In begründeten Fällen kann die Kommission dem Mitgliedstaat auf dessen Antrag die Aufschiebung dieses Zeitpunkts gestatten."

Nationales Recht

Das Post- und Fernmeldegesetzbuch

6 Bis zur Umsetzung der Richtlinie 97/13 waren die öffentlichen Telekommunikationsdienste in Italien gemäß Art. 1 Abs. 1 des Post- und Fernmeldegesetzbuchs (Codice postale e delle telecomunicazioni, im Folgenden: Codice postale) im Anhang des Dekrets des Präsidenten der Republik Nr. 156 über die Genehmigung des Gesetzes über den Postdienst, den Postbankdienst und die Telekommunikation (Approvazione del testo unico delle disposizioni legislative in materia postale, di bancoposta e di telecomunicazioni) vom 29. März 1973 (GURI Nr. 113 vom 3. Mai 1973, Supplemento ordinario) dem Staat vorbehalten.

7 Nach Art. 188 des Codice postale "[ist der] Konzessionär ... verpflichtet, eine jährliche Abgabe nach Maßgabe des vorliegenden Dekrets, der Verordnung oder des Konzessionsakts an den Staat zu zahlen". Diese Abgabe wurde nach den Bruttoeinnahmen oder -erlösen aus den von der Konzession erfassten Diensten unter Abzug der an die Konzessionärin des öffentlichen Netzes bezahlten Beträge berechnet.

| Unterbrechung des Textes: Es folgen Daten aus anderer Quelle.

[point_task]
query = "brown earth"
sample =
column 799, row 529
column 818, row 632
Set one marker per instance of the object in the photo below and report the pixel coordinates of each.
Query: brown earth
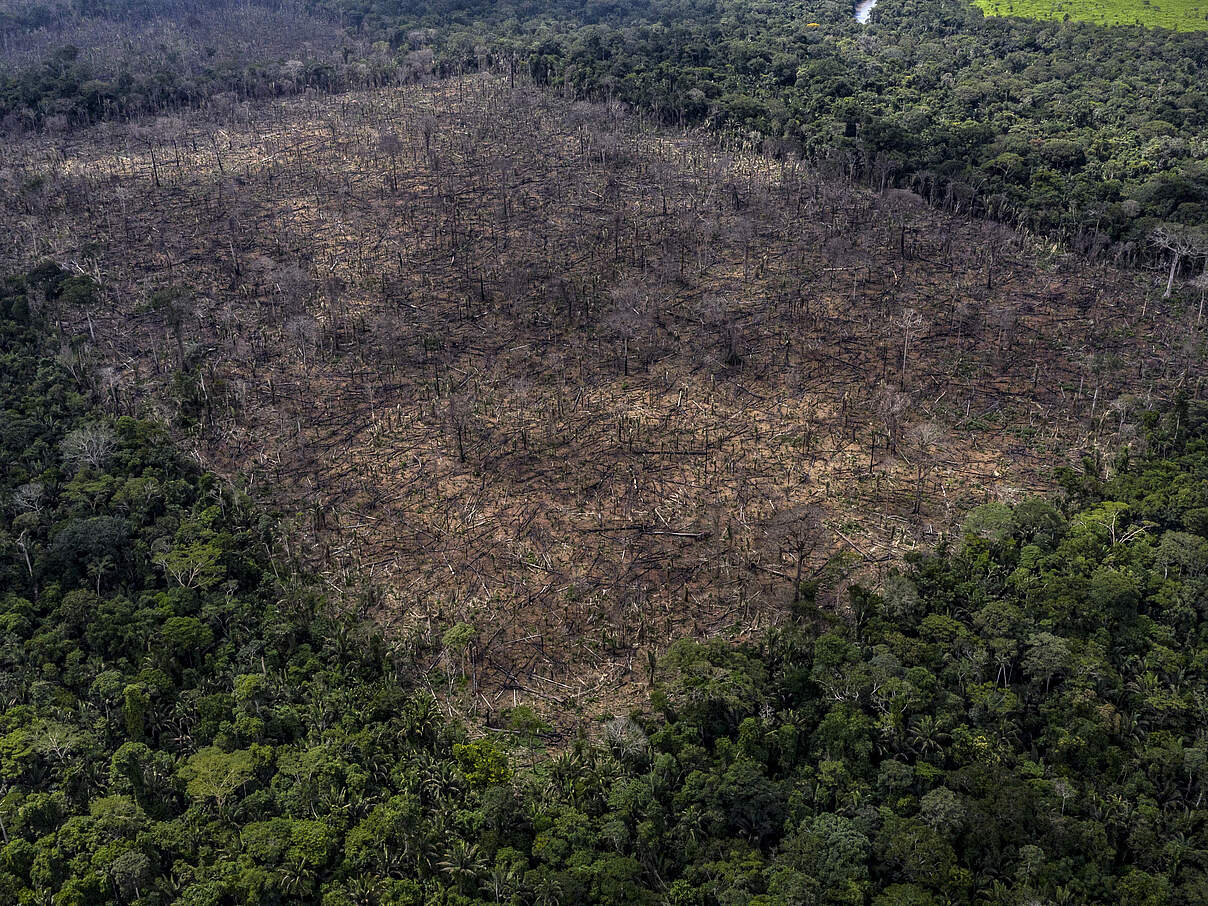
column 588, row 387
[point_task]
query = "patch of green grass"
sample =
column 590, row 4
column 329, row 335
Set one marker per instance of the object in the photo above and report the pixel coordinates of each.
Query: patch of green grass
column 1175, row 15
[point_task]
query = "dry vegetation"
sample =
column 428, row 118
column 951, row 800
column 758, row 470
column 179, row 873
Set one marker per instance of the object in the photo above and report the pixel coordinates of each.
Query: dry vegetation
column 585, row 385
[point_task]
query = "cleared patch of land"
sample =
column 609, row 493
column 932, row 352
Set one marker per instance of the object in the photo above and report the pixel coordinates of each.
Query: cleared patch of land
column 581, row 385
column 1174, row 15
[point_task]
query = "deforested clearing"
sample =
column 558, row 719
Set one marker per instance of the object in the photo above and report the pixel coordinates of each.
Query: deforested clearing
column 582, row 384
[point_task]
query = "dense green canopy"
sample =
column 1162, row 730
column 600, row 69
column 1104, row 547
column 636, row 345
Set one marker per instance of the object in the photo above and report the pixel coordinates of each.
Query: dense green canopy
column 1016, row 718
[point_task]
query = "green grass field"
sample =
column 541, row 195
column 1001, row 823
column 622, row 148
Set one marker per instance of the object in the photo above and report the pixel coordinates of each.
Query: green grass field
column 1178, row 15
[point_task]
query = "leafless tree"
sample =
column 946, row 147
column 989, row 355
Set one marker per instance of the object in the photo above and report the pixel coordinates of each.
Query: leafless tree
column 1180, row 242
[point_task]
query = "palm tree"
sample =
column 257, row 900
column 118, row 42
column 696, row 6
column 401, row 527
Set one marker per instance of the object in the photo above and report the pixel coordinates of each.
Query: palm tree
column 464, row 866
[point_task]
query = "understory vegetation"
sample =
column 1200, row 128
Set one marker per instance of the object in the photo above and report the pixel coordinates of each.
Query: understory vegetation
column 1016, row 716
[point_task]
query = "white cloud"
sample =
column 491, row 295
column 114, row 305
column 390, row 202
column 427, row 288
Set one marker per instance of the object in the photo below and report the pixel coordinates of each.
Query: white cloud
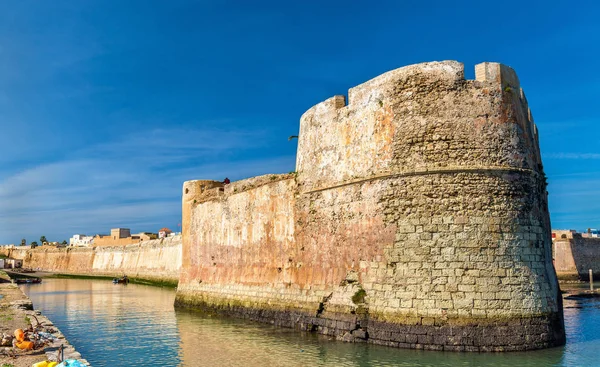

Das Dekret des Präsidenten der Republik Nr. 318

8 Die Richtlinie 97/13 wurde insbesondere durch das Dekret des Präsidenten der Republik Nr. 318 zur Durchführung der Gemeinschaftsrichtlinien auf dem Gebiet der Telekommunikation (Regolamento per l'attuazione di direttive comunitarie nel settore delle telecomunicazioni) vom 19. September 1997 (GURI Nr. 221 vom 22. September 1997, Supplemento ordinario, im Folgenden: Dekret Nr. 318/1997) umgesetzt.

9 Art. 2 Abs. 3 bis 6 dieses Dekrets bestimmt:

"(3) Die besonderen und ausschließlichen Rechte zur Erbringung von Sprachtelefondiensten und zur damit verbundenen Einrichtung und Bereitstellung öffentlicher Telekommunikationsnetze werden bis zum 1. Januar 1998 aufrechterhalten. ...

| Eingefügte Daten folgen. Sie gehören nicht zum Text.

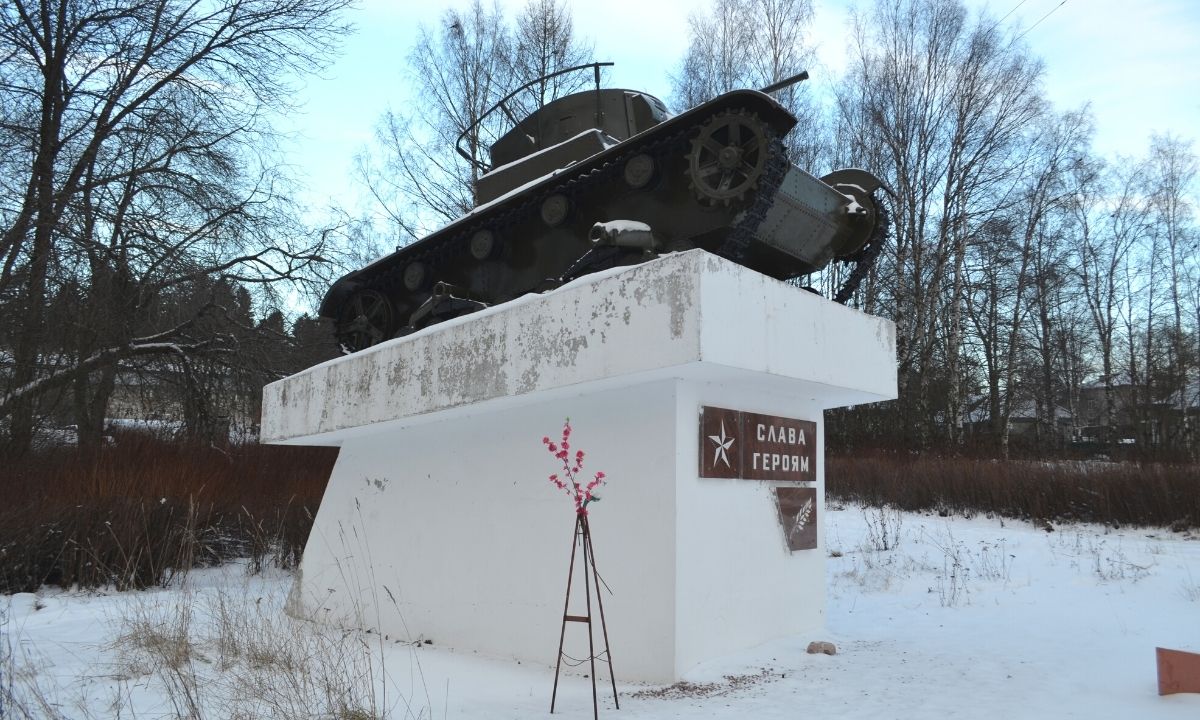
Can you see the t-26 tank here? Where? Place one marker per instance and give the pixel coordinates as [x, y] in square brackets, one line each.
[607, 178]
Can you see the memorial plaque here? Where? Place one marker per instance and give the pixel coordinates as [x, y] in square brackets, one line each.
[798, 516]
[778, 448]
[755, 447]
[720, 443]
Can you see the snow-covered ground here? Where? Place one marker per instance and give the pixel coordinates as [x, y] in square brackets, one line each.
[957, 618]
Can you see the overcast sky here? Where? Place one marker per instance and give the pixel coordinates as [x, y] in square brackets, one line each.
[1138, 64]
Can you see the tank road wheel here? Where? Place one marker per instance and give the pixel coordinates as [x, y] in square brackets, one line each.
[727, 157]
[364, 321]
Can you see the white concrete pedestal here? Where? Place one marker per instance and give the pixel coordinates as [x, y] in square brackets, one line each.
[439, 521]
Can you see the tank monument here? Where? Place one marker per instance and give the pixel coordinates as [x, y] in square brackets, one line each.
[624, 269]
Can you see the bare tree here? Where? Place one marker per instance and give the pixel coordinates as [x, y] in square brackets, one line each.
[718, 58]
[753, 43]
[136, 129]
[417, 179]
[941, 102]
[546, 43]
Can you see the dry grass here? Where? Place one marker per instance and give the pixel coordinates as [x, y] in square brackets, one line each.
[1122, 493]
[139, 511]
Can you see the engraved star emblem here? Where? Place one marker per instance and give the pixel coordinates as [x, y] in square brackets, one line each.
[723, 443]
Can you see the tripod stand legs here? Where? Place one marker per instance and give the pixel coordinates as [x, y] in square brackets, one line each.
[582, 535]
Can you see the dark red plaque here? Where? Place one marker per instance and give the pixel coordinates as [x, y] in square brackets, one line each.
[720, 443]
[755, 447]
[779, 448]
[798, 516]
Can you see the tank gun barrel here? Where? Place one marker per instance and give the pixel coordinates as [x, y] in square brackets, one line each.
[785, 83]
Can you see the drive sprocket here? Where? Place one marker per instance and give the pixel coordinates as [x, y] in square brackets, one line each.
[727, 157]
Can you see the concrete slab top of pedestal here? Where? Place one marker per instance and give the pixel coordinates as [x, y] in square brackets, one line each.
[689, 315]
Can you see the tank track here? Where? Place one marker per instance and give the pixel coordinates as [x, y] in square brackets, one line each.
[735, 246]
[864, 259]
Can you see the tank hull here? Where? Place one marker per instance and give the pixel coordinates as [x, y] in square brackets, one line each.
[751, 207]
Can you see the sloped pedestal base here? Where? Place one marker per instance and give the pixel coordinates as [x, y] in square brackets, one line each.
[439, 521]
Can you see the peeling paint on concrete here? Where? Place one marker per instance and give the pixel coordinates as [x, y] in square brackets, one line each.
[677, 311]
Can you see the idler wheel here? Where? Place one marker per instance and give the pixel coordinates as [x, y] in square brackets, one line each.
[555, 209]
[484, 245]
[365, 319]
[639, 171]
[729, 155]
[415, 276]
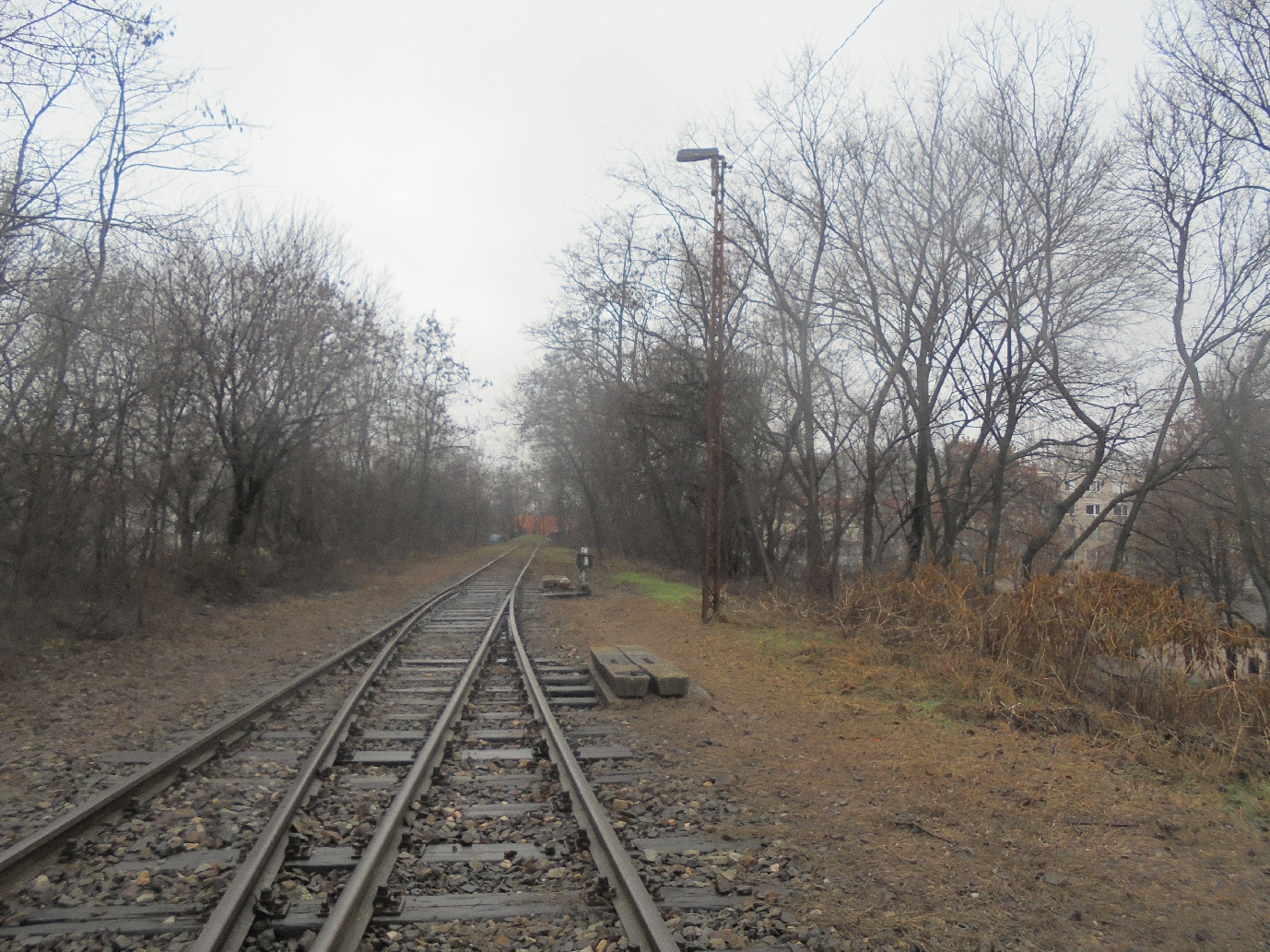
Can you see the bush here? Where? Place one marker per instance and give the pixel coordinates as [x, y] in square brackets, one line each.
[1072, 638]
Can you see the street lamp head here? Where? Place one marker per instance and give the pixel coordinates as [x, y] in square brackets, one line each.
[696, 155]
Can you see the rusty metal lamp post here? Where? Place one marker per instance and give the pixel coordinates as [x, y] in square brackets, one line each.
[714, 386]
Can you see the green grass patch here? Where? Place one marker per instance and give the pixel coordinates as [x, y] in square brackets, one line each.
[659, 589]
[1250, 799]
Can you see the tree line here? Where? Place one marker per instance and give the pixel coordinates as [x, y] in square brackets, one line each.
[183, 386]
[958, 309]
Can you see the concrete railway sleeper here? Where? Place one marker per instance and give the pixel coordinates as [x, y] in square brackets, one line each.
[490, 823]
[153, 853]
[450, 801]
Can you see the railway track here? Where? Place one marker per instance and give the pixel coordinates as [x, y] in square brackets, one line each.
[444, 754]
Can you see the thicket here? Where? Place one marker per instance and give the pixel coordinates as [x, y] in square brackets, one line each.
[214, 396]
[977, 316]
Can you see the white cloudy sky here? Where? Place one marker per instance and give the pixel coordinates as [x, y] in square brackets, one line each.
[461, 144]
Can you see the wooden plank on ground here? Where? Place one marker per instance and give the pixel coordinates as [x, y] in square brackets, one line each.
[668, 679]
[627, 679]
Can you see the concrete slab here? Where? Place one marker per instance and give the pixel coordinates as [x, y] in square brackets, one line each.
[627, 679]
[667, 679]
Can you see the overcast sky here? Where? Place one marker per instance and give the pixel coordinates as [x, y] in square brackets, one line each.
[461, 144]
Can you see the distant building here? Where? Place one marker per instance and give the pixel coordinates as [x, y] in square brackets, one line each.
[537, 524]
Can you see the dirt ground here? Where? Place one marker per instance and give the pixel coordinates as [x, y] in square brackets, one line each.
[930, 830]
[934, 831]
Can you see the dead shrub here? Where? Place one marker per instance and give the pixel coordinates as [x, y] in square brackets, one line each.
[1072, 639]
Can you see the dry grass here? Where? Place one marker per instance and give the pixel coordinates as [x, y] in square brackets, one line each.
[1094, 652]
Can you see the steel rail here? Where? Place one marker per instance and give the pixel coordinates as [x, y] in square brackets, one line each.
[232, 917]
[348, 918]
[635, 907]
[46, 843]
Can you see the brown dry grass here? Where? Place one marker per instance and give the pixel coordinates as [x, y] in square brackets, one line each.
[1029, 833]
[1064, 652]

(4) Die Konzessionen zum Gemeingebrauch und die in Art. 184 Abs. 1 des Codice postale genannten Genehmigungen, die bei Inkrafttreten dieser Verordnung bestanden, werden auf Initiative der [nationalen Regulierungsbehörde] vor dem 1. Januar 1999 geändert, um sie an die Bestimmungen dieser Verordnung anzupassen.

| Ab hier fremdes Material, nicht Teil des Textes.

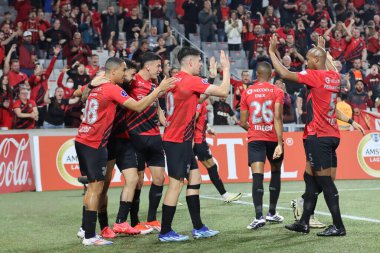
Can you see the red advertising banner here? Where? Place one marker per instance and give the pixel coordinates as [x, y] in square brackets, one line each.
[358, 158]
[16, 172]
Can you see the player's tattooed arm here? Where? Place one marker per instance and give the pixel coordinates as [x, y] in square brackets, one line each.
[280, 69]
[278, 127]
[343, 117]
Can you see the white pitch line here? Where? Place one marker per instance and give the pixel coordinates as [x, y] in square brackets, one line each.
[351, 217]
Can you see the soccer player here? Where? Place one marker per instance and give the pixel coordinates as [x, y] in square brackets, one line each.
[146, 138]
[261, 115]
[321, 136]
[93, 133]
[181, 103]
[201, 148]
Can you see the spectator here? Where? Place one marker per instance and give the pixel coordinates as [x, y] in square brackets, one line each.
[110, 23]
[25, 109]
[6, 103]
[23, 8]
[344, 107]
[356, 73]
[68, 87]
[289, 113]
[338, 44]
[31, 25]
[144, 47]
[164, 51]
[190, 17]
[207, 22]
[222, 111]
[39, 83]
[55, 36]
[28, 54]
[345, 85]
[356, 48]
[132, 24]
[359, 99]
[93, 68]
[158, 8]
[372, 81]
[15, 76]
[76, 50]
[55, 115]
[78, 74]
[233, 28]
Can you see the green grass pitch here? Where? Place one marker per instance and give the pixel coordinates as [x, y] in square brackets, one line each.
[49, 221]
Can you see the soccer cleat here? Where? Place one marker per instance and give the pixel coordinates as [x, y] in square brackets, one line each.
[144, 230]
[257, 223]
[125, 228]
[153, 224]
[96, 241]
[333, 231]
[274, 218]
[204, 232]
[172, 237]
[232, 197]
[315, 223]
[80, 233]
[107, 233]
[297, 207]
[298, 227]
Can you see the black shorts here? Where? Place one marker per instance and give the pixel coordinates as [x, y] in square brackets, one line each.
[202, 151]
[92, 161]
[123, 151]
[259, 150]
[180, 158]
[149, 151]
[321, 152]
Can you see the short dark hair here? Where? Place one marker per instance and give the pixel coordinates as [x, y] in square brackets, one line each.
[130, 64]
[187, 51]
[113, 63]
[149, 56]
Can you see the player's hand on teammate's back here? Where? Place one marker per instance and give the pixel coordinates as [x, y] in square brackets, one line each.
[167, 83]
[278, 152]
[224, 62]
[357, 126]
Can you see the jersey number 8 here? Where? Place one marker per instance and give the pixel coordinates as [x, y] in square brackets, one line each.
[264, 109]
[90, 114]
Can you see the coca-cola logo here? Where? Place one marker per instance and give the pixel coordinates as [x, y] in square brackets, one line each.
[68, 164]
[13, 168]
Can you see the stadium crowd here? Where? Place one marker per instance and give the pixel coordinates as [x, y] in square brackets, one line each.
[71, 31]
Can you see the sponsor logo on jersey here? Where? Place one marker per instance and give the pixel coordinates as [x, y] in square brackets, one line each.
[368, 154]
[68, 164]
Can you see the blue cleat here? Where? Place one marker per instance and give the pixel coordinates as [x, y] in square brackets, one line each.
[204, 232]
[172, 237]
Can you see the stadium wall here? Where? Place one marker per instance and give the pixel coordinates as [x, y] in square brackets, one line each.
[45, 160]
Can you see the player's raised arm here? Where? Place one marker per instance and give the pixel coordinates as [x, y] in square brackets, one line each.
[224, 89]
[139, 106]
[281, 69]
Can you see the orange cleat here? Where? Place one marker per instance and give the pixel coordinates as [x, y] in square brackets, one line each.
[107, 233]
[125, 228]
[144, 230]
[153, 224]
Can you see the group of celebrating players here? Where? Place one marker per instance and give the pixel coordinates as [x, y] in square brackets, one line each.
[120, 126]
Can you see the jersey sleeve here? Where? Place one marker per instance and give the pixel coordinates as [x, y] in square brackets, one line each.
[17, 104]
[243, 102]
[199, 85]
[118, 95]
[279, 96]
[310, 78]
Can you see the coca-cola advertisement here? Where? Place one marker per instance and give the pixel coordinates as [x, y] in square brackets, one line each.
[16, 173]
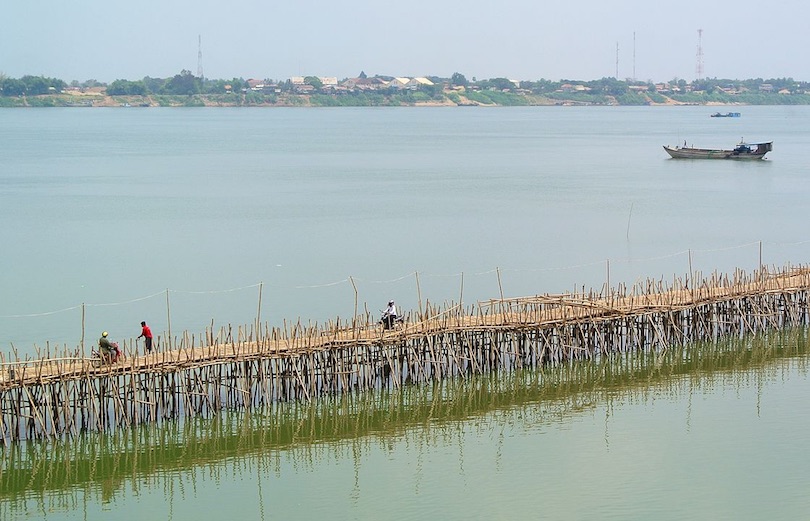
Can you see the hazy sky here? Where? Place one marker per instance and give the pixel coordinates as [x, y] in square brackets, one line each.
[518, 39]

(5) Hat die Anwendung dieser Verordnung Änderungen der Bestimmungen der bestehenden Konzessionen und Genehmigungen zur Folge, bleiben unbeschadet der Rechte, die den anderen Unternehmen insbesondere nach dem Gemeinschaftsrecht zustehen, die Bestimmungen mit Ausnahme derjenigen gültig, mit denen besondere oder ausschließliche Rechte gewährt werden, die nach dieser Verordnung aufgehoben worden sind oder aufgehoben werden müssen.

(6) Sofern in den Abs. 4 und 5 nichts anderes bestimmt ist, werden die Auflagen, die sich aus den zum Zeitpunkt des Inkrafttretens dieser Verordnung bestehenden Konzessionen und Genehmigungen ergeben, die den Bestimmungen dieser Verordnung nicht entsprechen, am 1. Januar 1999 unwirksam."

10 Art. 6 Abs. 20 des Dekrets Nr. 318/1997 sieht vor:

"... die Gebühr, die die Unternehmen für das Einzelgenehmigungsverfahren zu entrichten haben, dient ausschließlich dazu, die Verwaltungskosten zu decken, die mit der Bearbeitung der Sache, der Kontrolle des Dienstes und der Einhaltung der in den Genehmigungen vorgesehenen Bedingungen verbunden sind. ..."

11 Art. 21 Abs. 2 des Dekrets Nr. 318/1997 lautet:

"Soweit in dieser Verordnung nicht ausdrücklich anders bestimmt, sind die im Telekommunikationsbereich geltenden Bestimmungen weiter anwendbar. Insbesondere sind zu den in Art. 6 Abs. 20 und 21 genannten Zwecken bis zu einer gegenteiligen Entscheidung der [nationalen Regulierungsbehörde] die in Art. 188 des Codice postale genannten Bestimmungen weiter anwendbar."

Das Gesetz Nr. 448

12 Art. 20 Abs. 3 des Gesetzes Nr. 448 über die steuerlichen Maßnahmen zu Stabilität und Entwicklung (Misure di finanza pubblica per la stabilizzazione e lo sviluppo) vom 23. Dezember 1998 (GURI Nr. 302 vom 29. Dezember 1998, Supplemento ordinario) (im Folgenden: Gesetz Nr. 448/1998) lautet:

"Ab dem 1. Januar 1999 sind die Bestimmungen des Art. 188 des [Codice postale] nicht mehr auf die Erbringer von Telekommunikationsdiensten für die Allgemeinheit anwendbar."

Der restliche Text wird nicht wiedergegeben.